Mark Dominus, in his pretty amusing article about exact rational arithmetic in shell gives us this little (and commented!) shell function:
# given an input number which might be a decimal, convert it to # a rational number; set n and d to its numerator and # denominator. For example, 3.3 becomes n=33 and d=10; # 17 becomes n=17 and d=1. to_rational() { # Crapulent bash can't handle decimal numbers, so we will convert # the input number to a rational if [[ $1 =~ (.*)\.(.*) ]] ; then i_part=${BASH_REMATCH[1]} f_part=${BASH_REMATCH[2]} n="$i_part$f_part"; d=$(( 10 ** ${#f_part} )) else n=$1 d=1 fi }
Since I’m on a Korn overdrive, what would this look like without the bashisms? Dominus uses BASH_REMATCH to split a decimal fraction at the decimal point, thus splitting ‘fff.iii’ into ‘fff’ and ‘iii’. That can be done using portable shell syntax (that is, blessed by the Single Unix Specification) using the ‘%’ and ‘#’ features of parameter expansion. Example:
$ f=3.142 $ echo ${f%.*} 3 $ echo ${f#*.} 142
In shell, «${f}» is the value of the variable (parameter) f; you probably knew that. «${f%pattern}» removes any final part of f that matches pattern (which is a shell pattern, not a regular expression). «${f#pattern}» removes any initial part of f that matches pattern (full technical details: they remove the shortest match; use %% and ## for greedy versions).

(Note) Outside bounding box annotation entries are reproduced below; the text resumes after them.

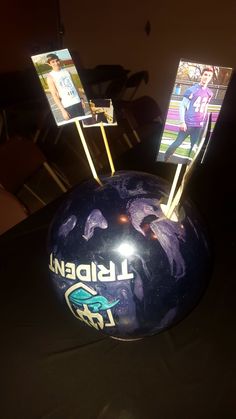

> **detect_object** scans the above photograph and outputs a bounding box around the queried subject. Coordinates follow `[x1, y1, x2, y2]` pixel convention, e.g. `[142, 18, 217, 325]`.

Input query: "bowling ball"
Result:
[48, 171, 209, 340]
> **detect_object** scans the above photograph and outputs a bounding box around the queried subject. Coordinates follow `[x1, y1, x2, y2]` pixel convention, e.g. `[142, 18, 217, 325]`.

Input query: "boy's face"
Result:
[48, 58, 61, 71]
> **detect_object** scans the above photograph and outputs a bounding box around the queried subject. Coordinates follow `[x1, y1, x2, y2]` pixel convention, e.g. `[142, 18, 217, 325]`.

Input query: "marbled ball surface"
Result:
[48, 171, 209, 339]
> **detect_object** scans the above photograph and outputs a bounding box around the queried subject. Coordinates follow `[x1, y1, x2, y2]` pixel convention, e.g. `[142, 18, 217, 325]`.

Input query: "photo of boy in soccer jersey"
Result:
[157, 61, 232, 164]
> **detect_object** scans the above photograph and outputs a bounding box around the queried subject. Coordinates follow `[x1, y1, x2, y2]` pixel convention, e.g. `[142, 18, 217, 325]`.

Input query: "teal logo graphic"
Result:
[69, 288, 119, 313]
[65, 282, 119, 329]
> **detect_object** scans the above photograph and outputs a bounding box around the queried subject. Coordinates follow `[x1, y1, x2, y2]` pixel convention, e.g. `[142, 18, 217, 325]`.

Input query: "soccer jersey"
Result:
[50, 69, 80, 108]
[184, 84, 213, 127]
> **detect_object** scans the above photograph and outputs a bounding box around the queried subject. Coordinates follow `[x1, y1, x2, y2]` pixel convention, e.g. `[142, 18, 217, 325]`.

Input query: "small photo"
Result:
[82, 99, 117, 128]
[157, 60, 232, 164]
[31, 49, 92, 126]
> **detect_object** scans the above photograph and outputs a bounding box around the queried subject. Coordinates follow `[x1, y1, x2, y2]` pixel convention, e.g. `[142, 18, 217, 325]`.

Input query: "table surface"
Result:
[0, 120, 236, 419]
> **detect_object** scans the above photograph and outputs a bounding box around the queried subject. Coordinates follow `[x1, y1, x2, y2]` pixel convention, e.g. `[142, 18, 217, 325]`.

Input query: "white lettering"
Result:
[65, 262, 76, 279]
[98, 262, 116, 282]
[76, 265, 91, 282]
[117, 259, 134, 281]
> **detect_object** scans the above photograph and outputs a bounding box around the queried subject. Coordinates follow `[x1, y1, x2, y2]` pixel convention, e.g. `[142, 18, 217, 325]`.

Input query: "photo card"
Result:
[156, 59, 232, 164]
[82, 99, 117, 128]
[31, 49, 92, 126]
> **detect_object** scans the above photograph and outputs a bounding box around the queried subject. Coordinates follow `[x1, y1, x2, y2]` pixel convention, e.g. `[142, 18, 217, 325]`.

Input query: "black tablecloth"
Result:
[0, 115, 236, 419]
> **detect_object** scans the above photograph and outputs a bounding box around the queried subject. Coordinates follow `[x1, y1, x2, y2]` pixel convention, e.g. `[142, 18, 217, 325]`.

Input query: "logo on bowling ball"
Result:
[65, 282, 119, 330]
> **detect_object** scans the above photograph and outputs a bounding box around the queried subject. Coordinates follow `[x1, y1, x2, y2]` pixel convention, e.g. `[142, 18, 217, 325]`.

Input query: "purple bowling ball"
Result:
[48, 171, 210, 340]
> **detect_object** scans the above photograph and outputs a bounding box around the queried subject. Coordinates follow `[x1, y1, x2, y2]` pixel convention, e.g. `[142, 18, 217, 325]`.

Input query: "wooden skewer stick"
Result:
[100, 122, 115, 176]
[165, 163, 183, 217]
[166, 114, 211, 218]
[75, 120, 102, 186]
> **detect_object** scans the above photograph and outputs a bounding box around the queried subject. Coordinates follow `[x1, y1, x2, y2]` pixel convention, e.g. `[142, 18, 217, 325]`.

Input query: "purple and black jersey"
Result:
[184, 84, 213, 127]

Thus, between them «${f%.*}» and «${f#*.}» are the integer part and fractional part (respectively) of the decimal fraction. The only problem is when the number has no decimal point. Well, Dominus special cased that too. Of course the “=~” operator is a bashism (did perl inspire bash, or the other way around?), so portable shell programmers have to use ‘case’ (which traditionally was always preferred even when ‘[‘ could be used because ‘case’ didn’t fork another process). At least this version features a secret owl hidden away (on line 3):
to_rational () { case $1 in (*.*) i_part=${1%.*} f_part=${1#*.} n="$i_part$f_part" d=$(( 10 ** ${#f_part} )) ;; (*) n=$1 d=1 ;; esac }
The ‘**’ in the arithmetic expression raised a doubt in my mind and, *sigh*, it turns out that it’s not portable either (it does work in ‘ksh’, but it’s not in the Single Unix Specification). Purists have to use a while loop to add a ‘0’ digit for every digit removed from f_part:
to_rational () { case $1 in (*.*) i_part=${1%.*} f_part=${1#*.} n="$i_part$f_part" d=1; while [ -n "${f_part}" ] ; do d=${d}0 f_part=${f_part%?} done ;; (*) n=$1 d=1 ;; esac }
Traditional shell didn’t support this «${f%.*}» stuff, but it’s been in Single Unix Specification for ages. It’s been difficult to find a Unix with a shell that didn’t support this syntax since about the year 2000. It’s time to start to be okay about using it.
2012-03-05 at 11:54:48
Wow! Mark Dominus! That would presumably be the same Mark Jason Dominus I knew from various disreputable corners of the Internet two decades ago. (-8
2012-03-05 at 14:41:16
Well, obviously i have no opinion about you and your disreputable corners! I don’t know the guy, i just read his blog from time to time.
2012-03-06 at 01:31:35
Did perl inspire bash or vice-versa? Since it’s me following up, you already know the answer. But to be clear, version 3 of bash introduced =~, and came out in 2004, looong after Perl introduced =~.
2012-03-06 at 08:44:12
I never knew you knew so much bash history. It’s a nice little factoid about perl and bash, ta!
2012-03-06 at 08:46:30
Aside: note how the syntax highlighter thinks that the ‘#’ in ${f#*.} introduces a comment. This is my number 1 gripe with syntax highlighters, they never ever never get the exact syntax of the language exactly right.
2012-03-06 at 14:17:43
Thanks for pointing this out! I was unhappy with BASH_REMATCH and I am glad to learn a better way to do it. I will add a note to the original article.
2012-03-06 at 17:23:10
yay! I’m glad you want to remove the bashisms. :)
I’m kinda making it my mission to remove bashisms from shell scripts where i find them, or at least see how hard it is.
2020-09-10 at 20:22:53
I don’t have the Single Unix spec available, but would d=1${f_part//[1-9]/0} be an alternative to d=$(( 10 ** ${#f_part} ))?